Do you find yourself being influenced by the chaos in the world? As hard as you try, the lack of calm around you ends up getting “in” you, creeping into your mind and soul. Or maybe, let me describe it this way. You feel boxed in. Every place you look, mayhem. And no matter how thick your walls are, built to keep the world’s madness out, it always seems to find that one little crack and wiggles its way in. Both of those scenarios are true for me. How about you?     

Due to my stroke, my brain has a hard time categorizing and processing the activity around me. So, just like the two previous scenarios, external stimuli, even small amounts, tends to create immense chaos in my brain. In those moments, I do not experience peace. In fact, quite the opposite, leaving me feeling trapped, boxed in.

And let’s be honest, sometimes we create our own chaos, our own restlessness, our own turmoil. We run after one thing and then another, looking for calm and peace and contentment. However, that calm, that peace, that contentment, it is only fleeting. We then look elsewhere, only to have the same result.
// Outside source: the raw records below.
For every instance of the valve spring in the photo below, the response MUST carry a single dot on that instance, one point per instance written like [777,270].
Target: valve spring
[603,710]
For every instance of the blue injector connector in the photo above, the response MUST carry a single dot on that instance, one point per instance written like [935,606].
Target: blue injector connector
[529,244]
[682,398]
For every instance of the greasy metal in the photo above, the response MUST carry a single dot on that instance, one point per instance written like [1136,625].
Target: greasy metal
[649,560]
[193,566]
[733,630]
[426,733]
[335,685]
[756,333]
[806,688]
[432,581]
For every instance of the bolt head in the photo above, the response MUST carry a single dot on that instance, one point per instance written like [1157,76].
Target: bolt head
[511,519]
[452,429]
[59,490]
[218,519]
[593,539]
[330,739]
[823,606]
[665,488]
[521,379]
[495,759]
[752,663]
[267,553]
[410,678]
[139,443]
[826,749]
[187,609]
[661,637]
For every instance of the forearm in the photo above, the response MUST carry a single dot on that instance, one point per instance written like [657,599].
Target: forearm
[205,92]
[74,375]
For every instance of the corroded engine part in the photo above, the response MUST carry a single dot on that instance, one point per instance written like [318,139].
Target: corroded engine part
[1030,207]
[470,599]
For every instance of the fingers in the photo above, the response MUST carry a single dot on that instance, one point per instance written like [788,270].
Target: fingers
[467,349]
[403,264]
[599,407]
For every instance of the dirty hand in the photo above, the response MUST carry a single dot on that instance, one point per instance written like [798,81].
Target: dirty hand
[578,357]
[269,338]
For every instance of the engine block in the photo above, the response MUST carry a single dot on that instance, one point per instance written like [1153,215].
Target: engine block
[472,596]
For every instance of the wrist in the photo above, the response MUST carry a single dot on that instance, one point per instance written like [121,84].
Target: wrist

Maybe today, you feel boxed in by the chaos both in you and around you. No matter what remedy you try, some good, some not so good, you just cannot quiet your soul, calm your spirit, slow down your mind. It soon becomes easy to stop trying to search for peace. Maybe it just isn’t attainable.

Then again, maybe it is! We just need to look in the right place.

On the night before He was crucified, Jesus delivers what is known as the Farewell Address (John Chapters 14-17) to the remaining eleven disciples. Early in that address (14:1-11), Jesus tells the eleven that he will going away to the Father, which I am sure created quite a bit of inner turmoil within each of them.

Immediately after dropping that bombshell, Jesus then tells his guys that he will be sending the Holy Spirit to guide them (14:15-26). But Jesus goes even further in trying to calm their inner turmoil, their inner unrest. Here is what we find in v.27 – “Peace I leave with you; my peace I give to you. Not as the world gives do I give to you. Let not your hearts be troubled, neither let them be afraid.” Those comforting words are bookends to the is entire section, as Jesus began his address in a similar fashion – “Let your hearts not be troubled. Believe in God; believe also in me” (14:1).

God offers us a calming peace. God’s peace is not dependent upon what is or is not around us. God’s peace is internal, not external. He offers peace that flows like a river. Picture a continually flowing river that brings a perpetual source of nutrients, abundance, and freshness to the land around it. We see these words in Isaiah 66:12 – “For this is what the LORD says: I will make peace flow to her like a river, and the wealth of nations like a flood; you will nurse and be carried on her hip and bounced on her lap.”  

God’s peace allows you and me to live, not feeling boxed in by the world’s chaos, but rather, to live peacefully and productivity amid our busy, chaotic, frantic, and frenzied world.